The error you should pay attention to here is
org.postgresql.util.PSQLException: ERROR: could not serialize access due to read/write dependencies among transactions.
org.springframework.orm.jpa.JpaSystemException: Unable to commit against JDBC Connection; nested exception is org.hibernate.TransactionException: Unable to commit against JDBC Connection
at org.springframework.orm.jpa.vendor.HibernateJpaDialect.convertHibernateAccessException(HibernateJpaDialect.java:331) ~[spring-orm-5.3.28.jar:5.3.28]
...
org.apache.tomcat.util.threads.TaskThread$WrappingRunnable.run(TaskThread.java:61) ~[tomcat-embed-core-9.0.76.jar:9.0.76]
at java.base/java.lang.Thread.run(Thread.java:833) ~[na:na]
Caused by: org.hibernate.TransactionException: Unable to commit against JDBC Connection
at org.hibernate.resource.jdbc.internal.AbstractLogicalConnectionImplementor.commit(AbstractLogicalConnectionImplementor.java:92) ~[hibernate-core-5.6.15.Final.jar:5.6.15.Final]
at org.hibernate.resource.transaction.backend.jdbc.internal.JdbcResourceLocalTransactionCoordinatorImpl$TransactionDriverControlImpl.commit(JdbcResourceLocalTransactionCoordinatorImpl.java:282) ~[hibernate-core-5.6.15.Final.jar:5.6.15.Final]
at org.hibernate.engine.transaction.internal.TransactionImpl.commit(TransactionImpl.java:101) ~[hibernate-core-5.6.15.Final.jar:5.6.15.Final]
at org.springframework.orm.jpa.JpaTransactionManager.doCommit(JpaTransactionManager.java:562) ~[spring-orm-5.3.28.jar:5.3.28]
... 89 common frames omitted
Caused by: org.postgresql.util.PSQLException: ERROR: could not serialize access due to read/write dependencies among transactions
Detail: Reason code: Canceled on identification as a pivot, during commit attempt.
Hint: The transaction might succeed if retried.
at org.postgresql.core.v3.QueryExecutorImpl.receiveErrorResponse(QueryExecutorImpl.java:2676) ~[postgresql-42.5.4.jar:42.5.4]
at org.postgresql.core.v3.QueryExecutorImpl.processResults(QueryExecutorImpl.java:2366) ~[postgresql-42.5.4.jar:42.5.4]
at org.postgresql.core.v3.QueryExecutorImpl.execute(QueryExecutorImpl.java:356) ~[postgresql-42.5.4.jar:42.5.4]

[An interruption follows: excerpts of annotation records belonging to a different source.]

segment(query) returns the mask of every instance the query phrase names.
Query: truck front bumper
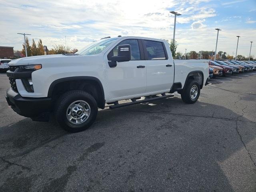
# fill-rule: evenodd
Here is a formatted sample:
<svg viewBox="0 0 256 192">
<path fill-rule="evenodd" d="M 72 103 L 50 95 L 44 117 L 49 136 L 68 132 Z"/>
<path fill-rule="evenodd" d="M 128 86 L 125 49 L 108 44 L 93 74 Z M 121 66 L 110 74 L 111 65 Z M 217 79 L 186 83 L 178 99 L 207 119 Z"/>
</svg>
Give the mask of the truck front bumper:
<svg viewBox="0 0 256 192">
<path fill-rule="evenodd" d="M 6 92 L 8 104 L 20 115 L 36 121 L 48 121 L 51 111 L 51 98 L 22 97 L 11 88 Z"/>
</svg>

at org.postgresql.core.v3.QueryExecutorImpl.execute(QueryExecutorImpl.java:316) ~[postgresql-42.5.4.jar:42.5.4]
at org.postgresql.jdbc.PgConnection.executeTransactionCommand(PgConnection.java:928) ~[postgresql-42.5.4.jar:42.5.4]
at org.postgresql.jdbc.PgConnection.commit(PgConnection.java:950) ~[postgresql-42.5.4.jar:42.5.4]
at com.zaxxer.hikari.pool.ProxyConnection.commit(ProxyConnection.java:387) ~[HikariCP-4.0.3.jar:na]
at com.zaxxer.hikari.pool.HikariProxyConnection.commit(HikariProxyConnection.java) ~[HikariCP-4.0.3.jar:na]
at org.hibernate.resource.jdbc.internal.AbstractLogicalConnectionImplementor.commit(AbstractLogicalConnectionImplementor.java:86) ~[hibernate-core-5.6.15.Final.jar:5.6.15.Final]
... 92 common frames omitted
https://github.com/spring-projects/spring-integration/issues/3733 there are explanations about the error and why it occurs.
The problem was solved a few versions later with PR https://github.com/spring-projects/spring-integration/pull/3782.
(Example; you can upgrade spring-integration-jdbc
in your pom.xml
file to 6.0.9
or upgrade your Spring Boot
version.)
If you want to solve the problem manually in the current version; the solution in the title: How to retry a PostgreSQL serializable transaction with Spring? will work.